He had given her the cover name, and now said, “Make it ‘Matt.’ And trust is earned where I come from.”

“You’ve met this one before?” she asked, nodding toward Guzman, huddled in the rear.

“I checked his references,” Bolan replied. “He hasn’t let me down, so far.”

“How did Herr Krieger and his men know you were coming to Colombia?”

“Who’s Krieger?” Bolan asked, buying some time to think about her question.

“Krieger, Horst Andreas,” she replied, as if reading the label on a file. “Until this evening, he was one of old man Dietrich’s young elite. But now you’ve killed him, I believe. At least, I didn’t, and he would have shot us both if he was still alive.”

“Blond guy, midtwenties, maybe six feet tall?”

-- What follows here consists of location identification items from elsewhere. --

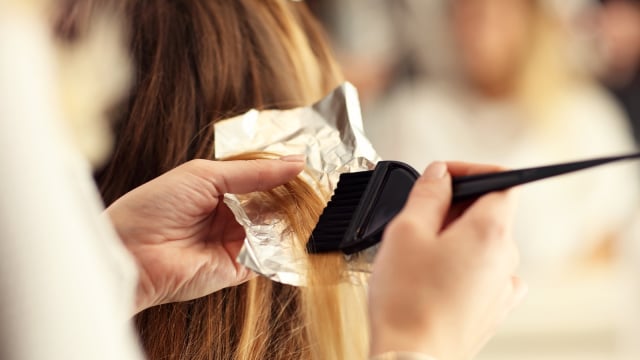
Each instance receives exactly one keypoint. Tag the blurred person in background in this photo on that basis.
(501, 84)
(618, 32)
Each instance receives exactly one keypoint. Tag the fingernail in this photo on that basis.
(293, 158)
(435, 170)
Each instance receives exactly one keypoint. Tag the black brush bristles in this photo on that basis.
(335, 218)
(360, 208)
(365, 202)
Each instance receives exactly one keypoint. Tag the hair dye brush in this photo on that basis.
(365, 202)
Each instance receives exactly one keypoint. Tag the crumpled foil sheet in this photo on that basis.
(331, 135)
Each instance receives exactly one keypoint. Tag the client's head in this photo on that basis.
(196, 62)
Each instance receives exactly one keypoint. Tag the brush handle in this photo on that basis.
(467, 187)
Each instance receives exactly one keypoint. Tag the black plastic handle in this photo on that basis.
(467, 187)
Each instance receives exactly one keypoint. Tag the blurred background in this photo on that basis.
(520, 83)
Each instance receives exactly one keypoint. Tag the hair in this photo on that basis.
(197, 62)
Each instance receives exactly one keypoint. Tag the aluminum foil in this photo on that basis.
(331, 135)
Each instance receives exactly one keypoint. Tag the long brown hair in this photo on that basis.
(199, 61)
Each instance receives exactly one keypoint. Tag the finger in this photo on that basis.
(495, 207)
(245, 176)
(430, 197)
(489, 220)
(457, 168)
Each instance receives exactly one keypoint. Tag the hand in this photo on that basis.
(184, 238)
(443, 278)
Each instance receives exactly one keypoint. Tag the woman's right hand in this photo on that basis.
(444, 278)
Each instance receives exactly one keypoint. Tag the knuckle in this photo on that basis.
(405, 226)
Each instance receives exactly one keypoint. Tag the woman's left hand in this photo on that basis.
(184, 238)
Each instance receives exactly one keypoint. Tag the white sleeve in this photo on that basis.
(66, 282)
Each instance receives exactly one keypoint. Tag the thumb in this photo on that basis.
(245, 176)
(430, 197)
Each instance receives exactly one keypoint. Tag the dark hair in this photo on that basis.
(196, 62)
(200, 61)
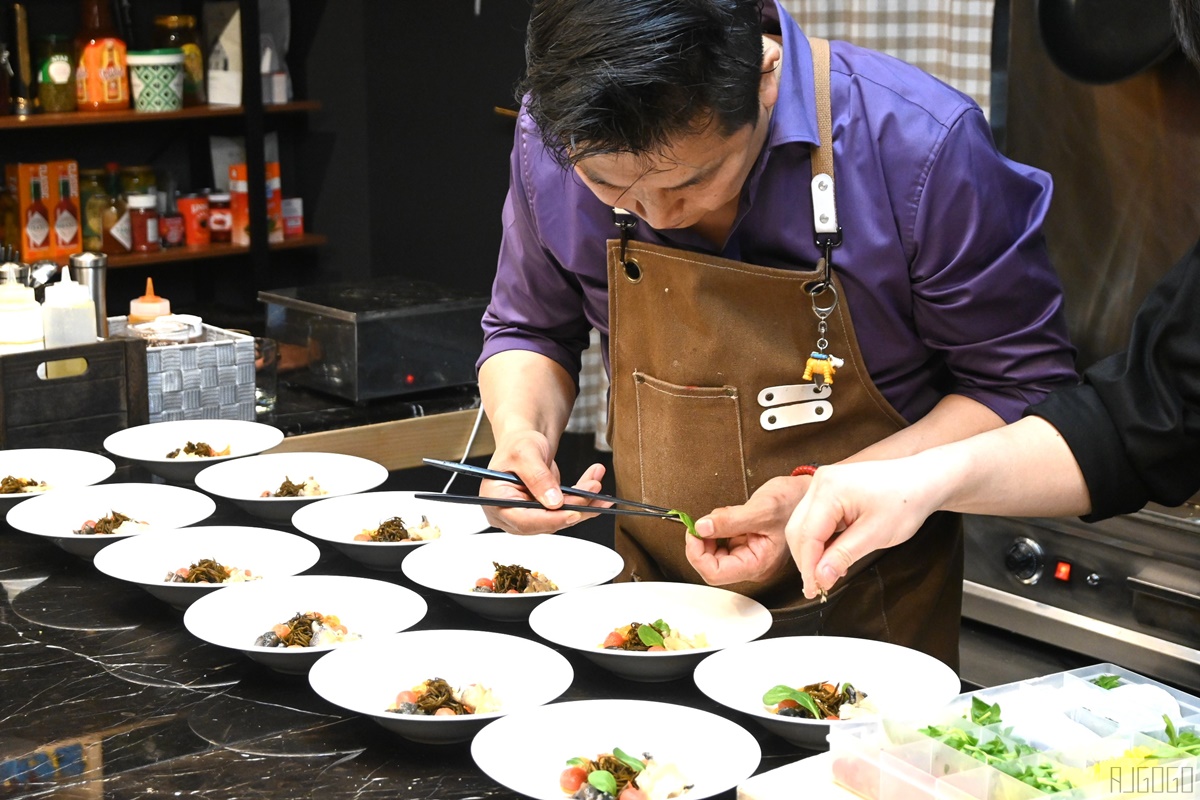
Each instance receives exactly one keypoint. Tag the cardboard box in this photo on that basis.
(34, 217)
(52, 230)
(239, 203)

“The classic Aryan,” Cohen said.

“You’ve seen the last of him.”

“Good riddance. I am satisfied to have eliminated Arne Rauschman and at least two of their mercenaries. It’s amazing, isn’t it? How people they despise as less than human still work for the Nazis, seek to curry favor with them? Truly, wonders never cease.”

“About this house of yours…”

She turned into a quiet residential street and then into a driveway two doors from the corner.

“As you say,” she said. “We’re here.”

GUZMAN WAS SILENT, for the most part, while she cleaned his wound with alcohol. It had to have burned like fury, but he clenched his teeth and swallowed any sounds of pain that tried to struggle free. Granted, there was a little moan when she applied the iodine, but nothing that should shame a man concerned about his macho image.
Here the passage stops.